Everywhere you go, you can find traces of the Victorian era if you look close enough, especially the changes that they were looking to make to healthcare and the treatment of poverty. Due to the Lunacy Act of 1845, and also the County Asylums Act of the same year, counties had an obligation to provide care via a hospital setting for those with mental health problems – be they born with them or having developed them. One of the huge asylums that was built was known as the East Kent (or sometimes second Kent) County Asylum in Chartham, just south west of the more well known Canterbury.
Now those of you who are chomping at the bit to go and investigate, hold those horses as the site is now a housing estate with few parts of the original 19th century building remaining, but talking about Chartham is not the purpose of this piece, it is to tell you about one of its residents that met with a horrible end.
Arthur Izzard was born in Tonbridge in 1904, but by the age of 7 years old, he was in what was known as a “Farm Training Colony”, in Lingfield Surrey, and although the history books would describe these places as a type of industrial school for wayward children, in Arthur’s case it was to do with the fact he had epilepsy – as did every other boy on the census record of 1911, all of whom were under 16 years old.
Even though we do know that epilepsy is not a mental illness, it was many years before there was trustworthy treatment to help those having seizures, but my heart does truly break at the thought of so many children, taken away from their families and who were thrown together due to a neurological condition.
What is the link between Arthur and the hospital at Chartham? Some time between 1921 (when he was last mentioned on a census record) and 1938, he had been taken into East Kent and was there as a patient. According to reports he was one of the more “better off” of the residents, and would frequently lend money to others within the hospital but had a tendency to threaten reporting them to the Medical Superintendent if they did not pay him back in a timely manner. Obviously this did not make him a popular person, and according to the reports that the police were to subsequently obtain, he had made enemies within the hospital.
On the 22nd October 1938, Arthur had gone into Canterbury on his weekly shopping mission for the other patients as he was one of fifty nine who were allowed “out” of the hospital grounds.

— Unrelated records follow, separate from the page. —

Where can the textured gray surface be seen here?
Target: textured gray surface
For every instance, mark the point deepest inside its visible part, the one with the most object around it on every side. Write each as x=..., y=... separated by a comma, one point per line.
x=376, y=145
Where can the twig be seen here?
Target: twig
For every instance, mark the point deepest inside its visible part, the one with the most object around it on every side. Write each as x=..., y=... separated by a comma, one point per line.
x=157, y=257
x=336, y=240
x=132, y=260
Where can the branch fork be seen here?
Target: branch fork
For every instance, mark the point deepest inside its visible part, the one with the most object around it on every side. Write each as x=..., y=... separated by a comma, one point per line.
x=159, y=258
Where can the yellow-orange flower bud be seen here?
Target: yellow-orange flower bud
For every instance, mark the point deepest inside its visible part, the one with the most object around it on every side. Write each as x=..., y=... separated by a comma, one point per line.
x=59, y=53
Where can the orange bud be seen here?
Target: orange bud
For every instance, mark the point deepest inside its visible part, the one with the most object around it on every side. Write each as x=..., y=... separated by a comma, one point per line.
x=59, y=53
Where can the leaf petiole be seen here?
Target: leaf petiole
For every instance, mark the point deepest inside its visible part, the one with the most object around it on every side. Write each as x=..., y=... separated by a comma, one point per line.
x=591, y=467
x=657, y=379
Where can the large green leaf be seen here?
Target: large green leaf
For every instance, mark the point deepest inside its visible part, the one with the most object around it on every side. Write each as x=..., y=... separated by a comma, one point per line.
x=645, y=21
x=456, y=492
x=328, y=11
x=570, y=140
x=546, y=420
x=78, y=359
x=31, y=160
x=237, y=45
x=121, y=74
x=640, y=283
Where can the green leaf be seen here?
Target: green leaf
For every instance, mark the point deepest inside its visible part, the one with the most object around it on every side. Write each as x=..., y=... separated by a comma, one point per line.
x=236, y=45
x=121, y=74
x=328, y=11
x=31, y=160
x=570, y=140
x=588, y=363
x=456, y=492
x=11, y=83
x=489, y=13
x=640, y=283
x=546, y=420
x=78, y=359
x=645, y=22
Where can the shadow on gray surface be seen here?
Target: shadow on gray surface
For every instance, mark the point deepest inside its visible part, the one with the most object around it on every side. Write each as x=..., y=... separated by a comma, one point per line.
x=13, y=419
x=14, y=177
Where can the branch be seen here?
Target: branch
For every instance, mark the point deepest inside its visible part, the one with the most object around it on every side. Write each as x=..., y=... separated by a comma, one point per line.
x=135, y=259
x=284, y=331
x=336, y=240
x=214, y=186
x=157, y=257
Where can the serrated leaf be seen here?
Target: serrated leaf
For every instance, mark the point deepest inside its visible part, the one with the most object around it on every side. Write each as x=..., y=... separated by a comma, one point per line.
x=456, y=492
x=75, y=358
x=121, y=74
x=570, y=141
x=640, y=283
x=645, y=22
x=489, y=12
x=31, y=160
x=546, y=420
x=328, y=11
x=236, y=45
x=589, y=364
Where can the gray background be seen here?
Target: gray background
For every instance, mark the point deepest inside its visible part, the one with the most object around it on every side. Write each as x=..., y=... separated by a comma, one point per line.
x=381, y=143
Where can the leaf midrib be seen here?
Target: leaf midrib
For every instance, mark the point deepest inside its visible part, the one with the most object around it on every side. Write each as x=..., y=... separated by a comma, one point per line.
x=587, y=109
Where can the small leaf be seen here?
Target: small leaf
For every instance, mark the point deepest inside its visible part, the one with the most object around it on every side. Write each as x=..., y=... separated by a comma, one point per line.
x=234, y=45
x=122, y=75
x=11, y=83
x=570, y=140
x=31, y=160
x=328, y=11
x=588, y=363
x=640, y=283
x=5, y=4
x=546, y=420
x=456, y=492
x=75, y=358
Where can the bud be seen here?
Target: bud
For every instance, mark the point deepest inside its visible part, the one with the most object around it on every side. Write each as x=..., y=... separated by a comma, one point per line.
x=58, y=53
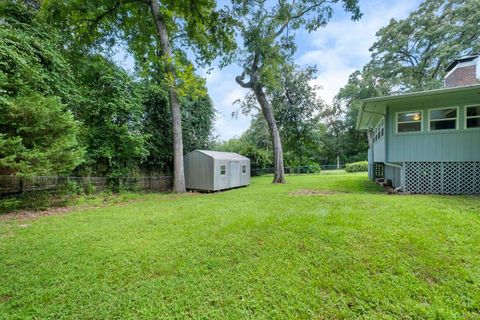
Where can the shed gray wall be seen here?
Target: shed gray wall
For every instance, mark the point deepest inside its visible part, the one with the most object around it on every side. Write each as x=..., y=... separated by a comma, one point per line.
x=379, y=150
x=202, y=172
x=455, y=145
x=223, y=182
x=198, y=171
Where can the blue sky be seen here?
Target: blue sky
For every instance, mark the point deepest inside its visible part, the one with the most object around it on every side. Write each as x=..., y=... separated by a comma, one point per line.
x=337, y=50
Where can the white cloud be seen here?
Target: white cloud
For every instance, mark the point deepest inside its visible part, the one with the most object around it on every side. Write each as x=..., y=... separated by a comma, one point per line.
x=342, y=46
x=224, y=91
x=338, y=49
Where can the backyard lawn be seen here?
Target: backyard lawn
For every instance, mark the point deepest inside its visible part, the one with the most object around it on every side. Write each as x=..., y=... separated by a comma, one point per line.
x=322, y=247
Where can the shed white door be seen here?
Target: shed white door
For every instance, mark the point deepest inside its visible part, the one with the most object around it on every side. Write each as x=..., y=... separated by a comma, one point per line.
x=234, y=174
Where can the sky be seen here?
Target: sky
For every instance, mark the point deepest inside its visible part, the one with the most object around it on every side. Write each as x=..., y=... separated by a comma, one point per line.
x=337, y=50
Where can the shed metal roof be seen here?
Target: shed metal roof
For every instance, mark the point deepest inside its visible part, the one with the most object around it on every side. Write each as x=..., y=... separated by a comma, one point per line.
x=373, y=109
x=223, y=155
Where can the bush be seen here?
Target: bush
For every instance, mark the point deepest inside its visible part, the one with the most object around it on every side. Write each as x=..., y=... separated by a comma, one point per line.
x=360, y=166
x=314, y=167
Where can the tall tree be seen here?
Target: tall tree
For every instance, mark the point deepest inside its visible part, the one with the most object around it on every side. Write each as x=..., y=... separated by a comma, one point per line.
x=297, y=108
x=412, y=53
x=198, y=116
x=111, y=113
x=156, y=43
x=268, y=33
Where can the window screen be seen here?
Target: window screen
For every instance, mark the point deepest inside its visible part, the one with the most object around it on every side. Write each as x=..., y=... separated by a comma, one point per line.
x=410, y=121
x=473, y=117
x=443, y=119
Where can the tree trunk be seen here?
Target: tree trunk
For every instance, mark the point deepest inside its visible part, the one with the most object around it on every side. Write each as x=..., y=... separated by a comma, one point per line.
x=279, y=171
x=178, y=172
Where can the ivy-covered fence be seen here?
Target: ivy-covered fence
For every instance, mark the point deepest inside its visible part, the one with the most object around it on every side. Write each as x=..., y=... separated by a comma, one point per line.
x=14, y=185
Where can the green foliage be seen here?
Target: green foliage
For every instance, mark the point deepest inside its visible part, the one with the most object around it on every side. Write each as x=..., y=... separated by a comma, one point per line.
x=198, y=115
x=197, y=26
x=413, y=53
x=359, y=166
x=268, y=33
x=409, y=55
x=30, y=56
x=112, y=115
x=38, y=137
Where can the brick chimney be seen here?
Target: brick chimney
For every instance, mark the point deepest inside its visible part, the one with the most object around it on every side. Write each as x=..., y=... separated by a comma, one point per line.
x=463, y=72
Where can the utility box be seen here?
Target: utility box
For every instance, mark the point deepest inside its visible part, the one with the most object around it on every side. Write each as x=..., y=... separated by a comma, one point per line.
x=213, y=170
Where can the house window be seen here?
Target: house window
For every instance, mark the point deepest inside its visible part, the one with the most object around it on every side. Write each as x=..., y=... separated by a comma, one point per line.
x=410, y=121
x=473, y=117
x=379, y=131
x=443, y=119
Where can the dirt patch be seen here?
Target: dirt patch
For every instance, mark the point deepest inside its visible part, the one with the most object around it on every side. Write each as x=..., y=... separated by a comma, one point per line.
x=34, y=214
x=311, y=192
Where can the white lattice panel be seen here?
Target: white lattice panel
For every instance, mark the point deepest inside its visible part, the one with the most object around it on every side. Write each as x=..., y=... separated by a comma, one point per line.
x=442, y=177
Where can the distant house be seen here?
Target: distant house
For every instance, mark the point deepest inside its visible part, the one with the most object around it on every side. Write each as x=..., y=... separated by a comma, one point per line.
x=213, y=170
x=429, y=141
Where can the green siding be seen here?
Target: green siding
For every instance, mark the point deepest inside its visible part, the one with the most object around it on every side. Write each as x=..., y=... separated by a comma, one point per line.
x=455, y=145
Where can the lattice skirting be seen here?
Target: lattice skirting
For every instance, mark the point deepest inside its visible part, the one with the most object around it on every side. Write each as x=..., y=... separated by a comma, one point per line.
x=378, y=170
x=442, y=177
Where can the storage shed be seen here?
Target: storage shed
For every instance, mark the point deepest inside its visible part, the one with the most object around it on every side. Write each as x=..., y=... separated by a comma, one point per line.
x=214, y=170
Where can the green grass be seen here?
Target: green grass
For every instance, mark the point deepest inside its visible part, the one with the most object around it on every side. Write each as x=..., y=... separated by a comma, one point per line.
x=258, y=252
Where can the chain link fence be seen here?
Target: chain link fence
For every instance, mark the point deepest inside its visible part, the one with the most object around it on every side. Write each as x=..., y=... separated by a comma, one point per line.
x=14, y=185
x=298, y=170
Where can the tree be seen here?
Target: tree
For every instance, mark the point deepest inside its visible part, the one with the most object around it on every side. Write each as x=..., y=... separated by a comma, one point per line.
x=297, y=108
x=38, y=135
x=413, y=53
x=156, y=43
x=268, y=33
x=198, y=116
x=410, y=55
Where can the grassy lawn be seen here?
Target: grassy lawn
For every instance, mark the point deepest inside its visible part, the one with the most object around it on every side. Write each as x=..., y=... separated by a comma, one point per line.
x=345, y=251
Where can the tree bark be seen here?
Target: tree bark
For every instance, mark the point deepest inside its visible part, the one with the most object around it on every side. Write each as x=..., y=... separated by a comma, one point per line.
x=178, y=171
x=279, y=171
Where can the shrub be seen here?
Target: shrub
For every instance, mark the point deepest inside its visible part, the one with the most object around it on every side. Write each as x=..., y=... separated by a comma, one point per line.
x=360, y=166
x=313, y=167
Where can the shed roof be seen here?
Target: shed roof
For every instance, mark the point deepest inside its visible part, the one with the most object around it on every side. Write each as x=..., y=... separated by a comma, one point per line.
x=223, y=155
x=373, y=109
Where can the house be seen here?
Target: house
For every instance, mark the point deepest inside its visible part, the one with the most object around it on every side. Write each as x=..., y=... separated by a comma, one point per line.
x=214, y=171
x=429, y=141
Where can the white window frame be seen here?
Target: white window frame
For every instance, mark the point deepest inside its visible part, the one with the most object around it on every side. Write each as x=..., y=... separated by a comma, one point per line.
x=410, y=132
x=443, y=108
x=471, y=117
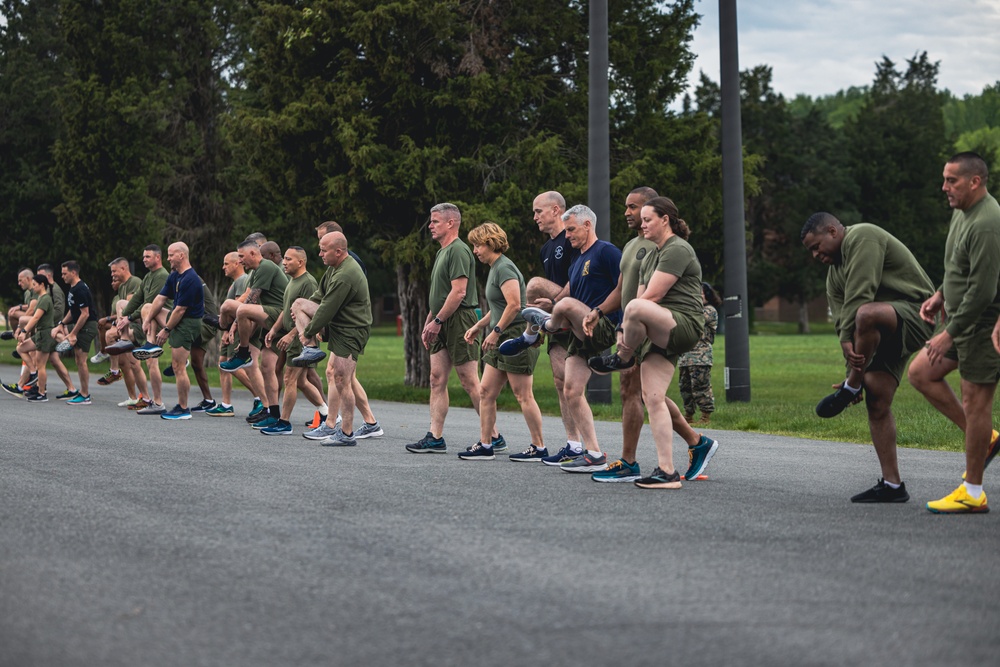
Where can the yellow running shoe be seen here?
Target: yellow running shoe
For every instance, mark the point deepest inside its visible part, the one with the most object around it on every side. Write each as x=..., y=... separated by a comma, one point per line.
x=959, y=502
x=991, y=453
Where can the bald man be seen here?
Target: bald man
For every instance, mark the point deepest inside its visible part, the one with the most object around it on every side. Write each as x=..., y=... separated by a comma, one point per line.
x=342, y=307
x=183, y=327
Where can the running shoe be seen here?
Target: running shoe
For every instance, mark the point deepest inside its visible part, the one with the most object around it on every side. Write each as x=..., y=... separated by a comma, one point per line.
x=12, y=389
x=660, y=480
x=882, y=493
x=121, y=347
x=236, y=363
x=147, y=351
x=281, y=428
x=339, y=439
x=609, y=363
x=699, y=456
x=477, y=453
x=321, y=432
x=619, y=471
x=205, y=405
x=176, y=412
x=221, y=411
x=564, y=455
x=428, y=445
x=310, y=354
x=266, y=422
x=586, y=463
x=837, y=402
x=959, y=502
x=367, y=430
x=532, y=454
x=109, y=378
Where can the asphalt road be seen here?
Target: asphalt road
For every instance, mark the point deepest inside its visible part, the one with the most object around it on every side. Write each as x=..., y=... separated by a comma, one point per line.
x=128, y=540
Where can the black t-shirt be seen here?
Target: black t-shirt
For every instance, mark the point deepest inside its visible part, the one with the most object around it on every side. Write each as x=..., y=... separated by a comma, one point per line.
x=77, y=297
x=556, y=255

At some point along the way he was attacked, and suffered multiple blunt trauma wounds to his head, which proved fatal. He tried to stagger back to the asylum, but was found about twenty yards away from where he was assaulted, the money he was carrying for the others to pay for their purchases was stolen, as was his cap in which the thrifty Izzard had sewn his own cash.
It was quite obvious to the police who were investigating that it was someone who knew Arthur, who was aware of his weekly route and who also would have known that he had funds concealed inside his hat. They took copious statements, over two hundred according to reports, but this was not to be enough. The police had even put together a short list of suspects, with one having been seen near the vicinity of the murder, but the crime was never, ever solved, partly due to the realisation that a court would not take the evidence they had collated because it came from patients of an asylum.
With the capacity laws we have now, this kind of disregard for the ability of individuals with mental health problems being taken seriously would not happen, unfortunately those changes came too late for Arthur and his killer was never brought to justice.